Redline DAO 深度行研:为什么我们看好 Web3 钱包的未来?

Source: Dune


However, with the implementation of the Ethereum mainnet account abstraction proposal, it means that Argent users can seamlessly connect from StarkNet to the Ethereum mainnet. The sparks ignited during this process are also worth looking forward to.


Usage Case


Refined permission control: Refine the single signature permission of EOA:

Grant A user the transfer limit of X TokenB in the contract.

Grant transaction permission of authorization token C to user B's contract instead of transfer permission.

When the contract is not used for a long time, the right to use the contract will be automatically transferred.Gas's diverse payment methods: payment by others or payment with any token.Automatic deduction/automatic refund.


Embrace the Future of Web3


It's an old saying that there are 4.8 billion web2 users, while web3 users have just exceeded 100 million in the 22nd year. We are still in the early stages of blockchain development.


Redline DAO 深度行研:为什么我们看好 Web3 钱包的未来?


Returning to the question posed at the beginning of the article: "How much risk and responsibility am I willing to take on for my assets?" Is it possible to ensure the safety of my wallet without having to remember my private key?


There has always been a traditional VC question: Is there any scenario that only web3 can achieve and web2 cannot? We believe that the Web3 wallet is one example that challenges traditional web2: Only in the decentralized network of web3 can we expect a good wallet that meets the requirements of anti-censorship, security, and user experience, where users do not have to bear risks or responsibilities. The emergence of such a wallet is also an important foundation for the 4.7 billion web2 users to embrace the future of web3: Wallets are not only the first entry point for web3, but also the foundation for the development of on-chain domain names (such as ENS), soul-bounded tokens, decentralized reputation systems (Decentralized Identifiers), etc. Without a secure wallet environment, the construction of web3 lego will not have a solid foundation.

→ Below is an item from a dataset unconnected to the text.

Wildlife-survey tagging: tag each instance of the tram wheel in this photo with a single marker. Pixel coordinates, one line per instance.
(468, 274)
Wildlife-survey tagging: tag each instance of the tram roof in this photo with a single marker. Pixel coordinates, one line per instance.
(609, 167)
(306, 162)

We need to think more seriously. The opportunity for a bear market is not many. MPC has shown us a future where EOA wallets are more user-friendly and secure, and can adapt to all EVM chains currently available. There is still a long way to go for the integration of smart contracts and dApps. The current social recovery plan seems unimpressive, but the potential of smart contracts in the future is something to look forward to. Who should we bet on? We will use real money to submit this answer.


2022 is a dark year for the cryptocurrency industry, but we still believe that the future is bright. We are warlocks awakened in the World of Warcraft, and we hope to create a world where no one can take away our life siphons (unless the proposal is voted through).

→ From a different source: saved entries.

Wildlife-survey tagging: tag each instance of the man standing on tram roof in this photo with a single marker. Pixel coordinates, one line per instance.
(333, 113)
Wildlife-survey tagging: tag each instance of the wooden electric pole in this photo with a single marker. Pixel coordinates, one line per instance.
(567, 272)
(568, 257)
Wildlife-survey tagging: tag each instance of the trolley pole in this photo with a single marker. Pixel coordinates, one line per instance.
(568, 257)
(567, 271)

Redline DAO 深度行研:为什么我们看好 Web3 钱包的未来?


Disclaimer: Some of the content in this article is based on an interview with Winson, CEO of Web3 wallet Bitizen. Bitizen is one of the portfolios of Redline DAO. We would like to thank Bitizen and Winson for their support of this article.


Reference


Threshold Signature Explanation:

Bringing Web2 users into Web3 - the future belongs to mnemonic-free wallets.

V God: Why do we need to widely adopt social recovery wallets?

Unmanaged Solana wallet Phantom was hacked, and multiple users' funds were stolen.

Fenbushi Capital founding partner Shen Bo: personal assets worth 42 million yuan stolen, reported to the police.

Wintermute lost $160 million in a DeFi hack.

ParaSwap contract deployment address private key has been leaked, and on-chain funds have been stolen.